Iran After A ‘Strong, Permanent’ Deal in Vienna Talks, FM Says


Iran After A ‘Strong, Permanent’ Deal in Vienna Talks, FM Says

TEHRAN (Tasnim) – Iran’s Foreign Minister Hossein Amirabdollahian said the talks on the revival of the 2015 nuclear deal continue, adding that the country’s objective in the negotiations is achieving a “strong and permanent” agreement.  

“The Vienna talks have not been paused, but they continue in another process to remove the unilateral sanctions imposed on us and through the exchange of written messages with the Americans through the EU representative,” Amirabdollahian told Yemen’s Arabic-language al-Masirah television network on Tuesday.

He underlined that Iran’s objective in the talks is to reach a “strong” and “permanent” agreement.

“We urged the American side to be realistic,” he said. “Removing sanctions in all areas and receiving economic guarantees are among the most important items on our negotiating team’s agenda.”

The chief Iranian diplomat also said he believes the Americans have perfectly understood Iran’s red lines.

He added, “We will continue the dialogue. As soon as an agreement is about to be reached, our representative in the negotiations will make the final changes to the agreement.”

Several rounds of negotiations have been held in the Austrian capital since April 2021 to bring the US back into the Iran deal. The Vienna talks, however, exclude American diplomats due to their country’s withdrawal from the deal, officially called the Joint Comprehensive Plan of Action (JCPOA), on May 8, 2018.

Recent weeks have brought the talks to a new impasse, as the US insists on its refusal to remove Iran’s Islamic Revolution Guards Corps (IRGC) from its foreign terrorist organization list.

Iran maintains that the IRGC’s designation in 2019 was part of the former Donald Trump administration’s so-called maximum pressure campaign against Iran, and therefore, it has to be reversed unconditionally.
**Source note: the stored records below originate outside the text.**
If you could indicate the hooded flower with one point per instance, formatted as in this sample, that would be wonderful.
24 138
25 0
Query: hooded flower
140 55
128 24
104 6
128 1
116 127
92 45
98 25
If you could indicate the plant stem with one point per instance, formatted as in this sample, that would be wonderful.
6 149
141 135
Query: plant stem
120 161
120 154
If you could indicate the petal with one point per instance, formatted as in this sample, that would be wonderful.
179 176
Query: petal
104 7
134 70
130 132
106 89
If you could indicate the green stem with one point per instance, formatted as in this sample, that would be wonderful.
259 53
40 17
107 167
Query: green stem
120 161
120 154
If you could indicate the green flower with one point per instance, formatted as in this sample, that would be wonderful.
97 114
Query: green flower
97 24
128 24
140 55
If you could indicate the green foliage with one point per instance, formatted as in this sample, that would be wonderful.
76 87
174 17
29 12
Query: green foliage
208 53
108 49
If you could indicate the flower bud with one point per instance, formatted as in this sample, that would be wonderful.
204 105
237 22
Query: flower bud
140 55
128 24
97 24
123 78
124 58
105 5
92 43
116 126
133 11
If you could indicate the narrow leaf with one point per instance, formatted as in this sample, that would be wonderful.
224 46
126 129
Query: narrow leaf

The Joe Biden administration disagrees, even though it has admitted on countless occasions that Trump’s maximum pressure policy has been a disastrous failure. It has retained the IRGC’s designation as leverage in the talks.

“If Iran wants to … put issues on the table that are outside the confines of the JCPOA, Iran will of course have to be in a position to make concessions on those issues,” US State Department spokesman Ned Price said on Monday, in a veiled reference to the designation. “That’s just the very nature of any negotiation.”

The Islamic Republic has made clear that both the JCPOA and the UN Security Council Resolution 2231 are the benchmarks for the Vienna talks, rejecting anything less or more than those two.